You may have made it past my first and second attempts to convince you a survey is the wrong tool for you. Because, you know, it’s a valuable tool. I rail against it because it’s too often used to avoid talking to real humans, or as an inadequate substitute for quantitative data.
On my team we frequently use surveys to fill in a specific kind of knowledge gap. Specifically, quick surveys are great when:
- You know the who. You’ve targeted the type of person you need to research – preferably by behavior or job title/social identity role as opposed to demographics.*
- You know the what. You’ve already focused in on specific questions. You aren’t in exploratory/digging mode – you know what you need to know.
- You know the why.
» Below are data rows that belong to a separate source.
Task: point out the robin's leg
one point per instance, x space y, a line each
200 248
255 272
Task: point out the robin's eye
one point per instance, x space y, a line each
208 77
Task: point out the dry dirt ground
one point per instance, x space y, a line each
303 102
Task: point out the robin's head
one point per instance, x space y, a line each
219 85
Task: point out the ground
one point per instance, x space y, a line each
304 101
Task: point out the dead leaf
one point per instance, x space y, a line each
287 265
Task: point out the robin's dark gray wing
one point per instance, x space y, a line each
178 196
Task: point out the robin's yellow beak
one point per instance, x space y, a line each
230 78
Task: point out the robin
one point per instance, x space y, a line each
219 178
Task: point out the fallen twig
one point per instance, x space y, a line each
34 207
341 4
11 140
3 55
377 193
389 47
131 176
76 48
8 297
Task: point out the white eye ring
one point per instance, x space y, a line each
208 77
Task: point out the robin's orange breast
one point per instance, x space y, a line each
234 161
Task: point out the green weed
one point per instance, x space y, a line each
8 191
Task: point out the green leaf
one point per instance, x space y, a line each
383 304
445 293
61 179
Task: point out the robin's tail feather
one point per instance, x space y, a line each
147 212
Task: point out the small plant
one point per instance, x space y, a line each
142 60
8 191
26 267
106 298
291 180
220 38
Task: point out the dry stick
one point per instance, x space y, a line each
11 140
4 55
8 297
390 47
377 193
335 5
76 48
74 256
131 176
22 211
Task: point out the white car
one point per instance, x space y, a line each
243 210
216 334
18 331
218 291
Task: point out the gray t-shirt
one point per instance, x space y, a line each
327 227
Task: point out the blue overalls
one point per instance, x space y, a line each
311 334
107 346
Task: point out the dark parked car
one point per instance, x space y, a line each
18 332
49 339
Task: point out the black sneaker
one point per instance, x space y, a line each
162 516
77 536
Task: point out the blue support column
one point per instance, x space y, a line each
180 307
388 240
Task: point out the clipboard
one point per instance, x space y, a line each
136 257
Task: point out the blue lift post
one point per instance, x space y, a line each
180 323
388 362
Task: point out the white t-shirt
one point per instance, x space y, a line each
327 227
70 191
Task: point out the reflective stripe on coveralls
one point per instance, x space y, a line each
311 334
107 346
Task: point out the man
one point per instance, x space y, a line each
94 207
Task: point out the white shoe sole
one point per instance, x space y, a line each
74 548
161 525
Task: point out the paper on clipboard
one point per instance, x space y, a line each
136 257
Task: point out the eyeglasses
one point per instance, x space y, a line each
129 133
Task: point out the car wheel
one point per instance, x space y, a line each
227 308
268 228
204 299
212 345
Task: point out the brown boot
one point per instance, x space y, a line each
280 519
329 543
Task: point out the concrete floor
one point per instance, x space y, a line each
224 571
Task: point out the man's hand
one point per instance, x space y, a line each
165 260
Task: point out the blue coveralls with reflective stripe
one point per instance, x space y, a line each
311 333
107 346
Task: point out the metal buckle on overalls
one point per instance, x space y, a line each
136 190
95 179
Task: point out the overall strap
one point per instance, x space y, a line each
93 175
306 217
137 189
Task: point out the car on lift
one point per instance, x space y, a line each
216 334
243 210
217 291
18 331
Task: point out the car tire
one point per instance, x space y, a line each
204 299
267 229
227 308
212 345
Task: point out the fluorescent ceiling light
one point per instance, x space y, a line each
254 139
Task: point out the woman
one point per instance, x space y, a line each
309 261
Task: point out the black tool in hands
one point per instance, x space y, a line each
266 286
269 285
Your questions have straightforward answers that don’t require explanations or write-in responses.
For example, suppose you’re seeing dwindling usage from people who’ve downloaded your iPhone app. Many of your App Store reviews complain about your photo-taking feature (which you didn’t realize anyone felt very strongly about).
You could start scheduling interviews – but it’d be faster to start with a survey to see if this photo issue is widespread or just the voice of a vocal minority.
You know the who: people who’ve downloaded your iPhone app.
You know the what: did people see your app as a tool for taking photos? had they tried the feature? how often do they take photos in other apps?
You know the why (or in this case, the ‘why’ might not matter): if people need to take photos and you’ve made the workflow worse, that explains attrition.
You could shoot out a 4-5 question survey to a hundred people and you’d likely have twenty responses within a day. That’s not a huge sample size — but it’s enough to know whether 2 customers care about the photo feature, or 19 of the 20 respondents care.
If no one seems to care about the photo issue, you’d likely want to do some interviews or some in-person usability testing to figure out what exactly the issue is.
If everyone cares about the photo issue, you could probably start with an internal teardown (most likely, your design team could easily identify issues and start mocking up fixes immediately, vs. waiting for “proof” of what was wrong.
* What’s wrong with demographics? They’re almost always a bad proxy for something you can measure directly. Over-65 woman means what, exactly? Is that a lazy shorthand for “fears technology, living on a fixed income”? Because I know plenty of iPhone-toting grannies with cash to spare. If you want to study “people who behave X way”, then look for evidence of people behaving X way.